The weights used in the conversion are in the corresponding Google Drive.
./convert \
--model-name yolov8n \
--platform onnx \
--model yolov8n.onnx \
--source-files ./data/dataset/dataset0.txt \
--mean-values '0 0 0 0.0039' \
--quantized-dtype asymmetric_affine \
--kboard VIM3 --print-level 1 \
--input-size-list '640,640,3'
After performing object detection using the converted weights and the library, I checked the output tensor and found that only bbox coordinates were present and the classification scores were all 0.
Below is the code we ran and the output
Code
from ultralytics import YOLO
from ultralytics.yolo.v8.detect.predict import DetectionPredictor
from PIL import Image
import cv2
import time
import argparse
import torch
from ksnn.api import KSNN
from ksnn.types import *
from test import non_max_suppression
def detect_camera():
cap = cv2.VideoCapture(1)
cap.set(3,1920)
cap.set(4,1080)
while 1:
cv_img = list()
ret, img = cap.read()
cv_img.append(img)
start = time.time()
data = yolov8.nn_inference(cv_img, platform="ONNX", reorder="2 1 0", output_format=output_format.OUT_FORMAT_FLOAT32)

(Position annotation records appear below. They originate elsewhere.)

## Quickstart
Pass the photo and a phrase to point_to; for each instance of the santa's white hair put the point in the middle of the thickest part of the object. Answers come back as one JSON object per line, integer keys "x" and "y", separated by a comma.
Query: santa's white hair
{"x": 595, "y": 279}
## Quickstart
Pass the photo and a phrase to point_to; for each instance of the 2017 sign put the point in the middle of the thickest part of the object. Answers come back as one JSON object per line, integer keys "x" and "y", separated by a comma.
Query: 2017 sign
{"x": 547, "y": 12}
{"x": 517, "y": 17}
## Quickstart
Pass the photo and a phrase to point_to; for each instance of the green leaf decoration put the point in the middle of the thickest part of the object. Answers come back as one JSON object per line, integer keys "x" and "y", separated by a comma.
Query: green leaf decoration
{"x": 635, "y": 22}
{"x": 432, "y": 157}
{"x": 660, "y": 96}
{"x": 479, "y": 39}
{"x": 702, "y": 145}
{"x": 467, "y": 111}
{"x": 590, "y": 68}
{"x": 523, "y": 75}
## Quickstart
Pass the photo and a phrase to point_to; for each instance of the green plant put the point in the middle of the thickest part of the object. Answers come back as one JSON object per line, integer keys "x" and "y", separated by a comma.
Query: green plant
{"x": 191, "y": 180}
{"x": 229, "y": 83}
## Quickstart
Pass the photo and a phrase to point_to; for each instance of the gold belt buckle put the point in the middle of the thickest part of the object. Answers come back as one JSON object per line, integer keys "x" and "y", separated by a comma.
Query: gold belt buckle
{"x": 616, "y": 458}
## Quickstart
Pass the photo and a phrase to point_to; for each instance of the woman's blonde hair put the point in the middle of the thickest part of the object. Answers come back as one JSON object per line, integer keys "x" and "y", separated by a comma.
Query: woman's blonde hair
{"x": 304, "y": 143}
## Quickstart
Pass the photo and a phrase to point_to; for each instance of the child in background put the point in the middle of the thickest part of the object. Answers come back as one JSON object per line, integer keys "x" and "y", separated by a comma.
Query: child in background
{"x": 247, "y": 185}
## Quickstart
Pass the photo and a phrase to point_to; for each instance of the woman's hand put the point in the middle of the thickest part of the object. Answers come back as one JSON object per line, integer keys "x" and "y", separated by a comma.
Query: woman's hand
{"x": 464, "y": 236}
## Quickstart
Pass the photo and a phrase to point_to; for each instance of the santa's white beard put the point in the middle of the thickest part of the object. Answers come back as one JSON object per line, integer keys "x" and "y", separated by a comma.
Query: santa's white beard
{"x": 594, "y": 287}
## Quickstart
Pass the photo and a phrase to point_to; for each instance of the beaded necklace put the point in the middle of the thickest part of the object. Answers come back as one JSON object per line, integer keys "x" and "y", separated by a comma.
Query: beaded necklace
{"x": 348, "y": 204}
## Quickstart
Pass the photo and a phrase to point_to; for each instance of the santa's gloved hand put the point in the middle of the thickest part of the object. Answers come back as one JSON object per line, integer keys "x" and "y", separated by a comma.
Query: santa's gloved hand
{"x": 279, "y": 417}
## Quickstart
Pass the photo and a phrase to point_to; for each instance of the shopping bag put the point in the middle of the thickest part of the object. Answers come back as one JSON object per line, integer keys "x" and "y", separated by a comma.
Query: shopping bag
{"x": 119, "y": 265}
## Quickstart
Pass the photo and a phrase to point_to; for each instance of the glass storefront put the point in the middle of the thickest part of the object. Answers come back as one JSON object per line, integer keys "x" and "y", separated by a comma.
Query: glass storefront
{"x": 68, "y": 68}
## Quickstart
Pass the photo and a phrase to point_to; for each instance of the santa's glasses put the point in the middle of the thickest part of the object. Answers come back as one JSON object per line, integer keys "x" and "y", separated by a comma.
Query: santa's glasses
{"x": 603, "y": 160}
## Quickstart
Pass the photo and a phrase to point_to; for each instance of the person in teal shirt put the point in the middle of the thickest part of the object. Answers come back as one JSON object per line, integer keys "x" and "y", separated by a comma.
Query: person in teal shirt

print("inferece time :", time.time() - start)
data = data[0]
data.reshape(1, 84, 8400)
print(data.shape())
cv2.imshow("capture", img)
if cv2.waitKey(1) & 0xFF == ord('q'):
break
cap.release()
cv2.destroyAllWindows()
def detect_picture(model, picture):
img = cv2.imread(picture, cv2.IMREAD_COLOR)
start = time.time()
data = yolov8.nn_inference([img], platform="ONNX", reorder="2 1 0", output_tensor=1, output_format=output_format.OUT_FORMAT_FLOAT32)
print("inferece time :", time.time() - start)
print(len(data))
print(len(data[0]))
data = data[0]
# transpose
data = data.reshape(84, 8400).transpose()
print(data[:, :10])
if __name__ == "__main__":
parser = argparse.ArgumentParser()
parser.add_argument("--library", help="Path to C static library file")
parser.add_argument("--model", help="Path to nbg file")
parser.add_argument("--device", help="webcam num")
parser.add_argument("--picture", help="Path to input picture")
parser.add_argument("--level", help="Information printer level: 0/1/2")
args = parser.parse_args()
yolov8 = KSNN("VIM3")
yolov8.nn_init(library=args.library, model=args.model, level=0)
if args.device:
detect_camera(yolov8)
else:
detect_picture(yolov8, args.picture)
khadas@Khadas:~/ultralytics/ultralytics/yolo/v8/detect$ python3 yolov8-npu.py --library ~/ksnn_weight/0_0_0_0.0039/libnn_yolov8n.so --model ~/ksnn_weight/0_0_0_0.0039/yolov8n.nb --picture ~/yolov5/data/images/bus.jpg
Output
/usr/local/lib/python3.8/dist-packages/torchvision/io/image.py:13: UserWarning: Failed to load image Python extension:
warn(f"Failed to load image Python extension: {e}")
inferece time : 0.058927059173583984
1
705600
[[ 4.9911 7.4867 7.4867 ... 0 0 0]
[ 22.46 4.9911 44.92 ... 0 0 0]
[ 32.442 4.9911 62.389 ... 0 0 0]
...
[ 519.08 618.9 249.56 ... 0 0 0]
[ 549.03 598.94 209.63 ... 0 0 0]
[ 598.94 578.97 89.84 ... 0 0 0]]
I’ve verified that all the other code in ksnn/example
works fine.
I changed the mean-values
option and ran several experiments, but the results are the same.
Is the code applying the converted weight file wrong?
Or is my conversion method wrong?
Additionally, I would appreciate a list of webcams that are compatible with Khadas VIM3 Pro.
Thank you.